The guidelines were issued after a team from the lender spent two weeks in the country, scrutinising the country's economic outlook, in preparation for the new program.
For Kenya to qualify for the new support program, the government will be required to restore fiscal credibility, ensure debt sustainability, and strengthen transparency and governance within the public sector, the IMF clarified.
According to the IMF staff team lead Haimanot Teferra, prioritising these reforms will be vital in minimising fiscal, financial, and external risks that have long threatened the country’s economic stability.
“The IMF staff team made progress in taking stock of the latest macroeconomic and financial sector developments, assessing the economic outlook, and holding initial discussions with the Kenyan authorities and other stakeholders on a reform agenda that could pave the way for an IMF-supported program," she stated.

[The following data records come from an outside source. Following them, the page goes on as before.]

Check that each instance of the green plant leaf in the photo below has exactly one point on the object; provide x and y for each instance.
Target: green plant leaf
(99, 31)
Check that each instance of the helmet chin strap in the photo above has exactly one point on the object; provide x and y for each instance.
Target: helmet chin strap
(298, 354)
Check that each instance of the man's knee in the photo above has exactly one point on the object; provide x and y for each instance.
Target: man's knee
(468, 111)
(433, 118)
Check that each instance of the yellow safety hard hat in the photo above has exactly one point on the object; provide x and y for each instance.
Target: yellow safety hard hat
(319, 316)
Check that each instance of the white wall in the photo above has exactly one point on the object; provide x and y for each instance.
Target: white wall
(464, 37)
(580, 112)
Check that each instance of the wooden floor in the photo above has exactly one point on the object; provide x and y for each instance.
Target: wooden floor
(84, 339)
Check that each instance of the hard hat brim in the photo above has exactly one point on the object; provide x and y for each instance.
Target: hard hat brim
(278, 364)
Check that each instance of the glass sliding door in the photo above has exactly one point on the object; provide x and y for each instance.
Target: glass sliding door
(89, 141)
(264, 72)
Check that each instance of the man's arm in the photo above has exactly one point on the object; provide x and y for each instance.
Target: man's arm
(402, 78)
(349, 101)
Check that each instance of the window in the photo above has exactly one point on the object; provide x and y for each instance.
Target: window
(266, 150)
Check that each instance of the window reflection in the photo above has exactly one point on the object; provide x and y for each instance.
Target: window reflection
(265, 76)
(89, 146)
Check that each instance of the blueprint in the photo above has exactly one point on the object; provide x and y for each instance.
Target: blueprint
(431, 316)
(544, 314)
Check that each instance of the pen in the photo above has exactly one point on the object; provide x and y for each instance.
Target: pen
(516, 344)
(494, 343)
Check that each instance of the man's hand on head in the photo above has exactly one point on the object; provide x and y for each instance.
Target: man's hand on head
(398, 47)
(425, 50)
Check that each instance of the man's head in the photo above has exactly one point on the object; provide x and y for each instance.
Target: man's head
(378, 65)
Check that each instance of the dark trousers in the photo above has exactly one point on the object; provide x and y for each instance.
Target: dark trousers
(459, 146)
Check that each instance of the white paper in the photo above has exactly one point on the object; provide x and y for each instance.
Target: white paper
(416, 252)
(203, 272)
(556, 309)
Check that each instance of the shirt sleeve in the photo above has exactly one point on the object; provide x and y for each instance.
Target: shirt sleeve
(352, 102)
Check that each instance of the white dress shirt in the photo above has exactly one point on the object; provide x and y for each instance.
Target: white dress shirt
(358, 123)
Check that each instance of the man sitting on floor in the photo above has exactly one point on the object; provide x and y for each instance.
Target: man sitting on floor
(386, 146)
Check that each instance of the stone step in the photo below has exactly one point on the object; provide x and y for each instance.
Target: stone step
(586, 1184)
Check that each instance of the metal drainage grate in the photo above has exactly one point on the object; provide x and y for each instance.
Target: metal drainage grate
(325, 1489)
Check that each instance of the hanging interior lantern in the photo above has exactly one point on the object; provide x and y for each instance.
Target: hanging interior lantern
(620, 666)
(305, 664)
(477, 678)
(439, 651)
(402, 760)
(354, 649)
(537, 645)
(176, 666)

During their visit, the team held meetings with President William Ruto, Treasury Cabinet Secretary John Mbadi, and Central Bank of Kenya Governor Kamau Thugge, among other stakeholders.
"The IMF team also engaged with members of Parliament, officials from various government agencies, and representatives from civil society organizations, private businesses, the financial sector, and development partners," Teferra stated.
“We welcome the Kenyan authorities’ candid engagement and remain steadfast in our commitment to partnering with Kenya to secure a more robust, sustainable, and inclusive economic future for all Kenyans," she added.
The new programme is set to be the successor of the US$3.6 billion (Ksh465.2 billion) one that was terminated prematurely in March.
If approved, the new agreement will play a key role in stimulating economic growth and lowering the cost of living in the country.
Earlier this year, in June, another team from the lender was dispatched to conduct a two-week survey of the country's anti-graft legal and institutional framework, in addition to examining graft risks in fiscal and central bank governance, the rule of law, and market regulations.
According to the IMF, the assessment was key in ensuring that the government reinforces its anti-graft capacity before it enters into a new funding agreement with the lender.
The announcement comes just days after the World Bank urged the government to consider raising some consumption taxes, including excise duty and value-added tax (VAT).
In its latest advisory, the global lender linked the proposal to Kenya's rising pending bills, which increased from Ksh421.6 billion in March to Ksh526 billion by June this year.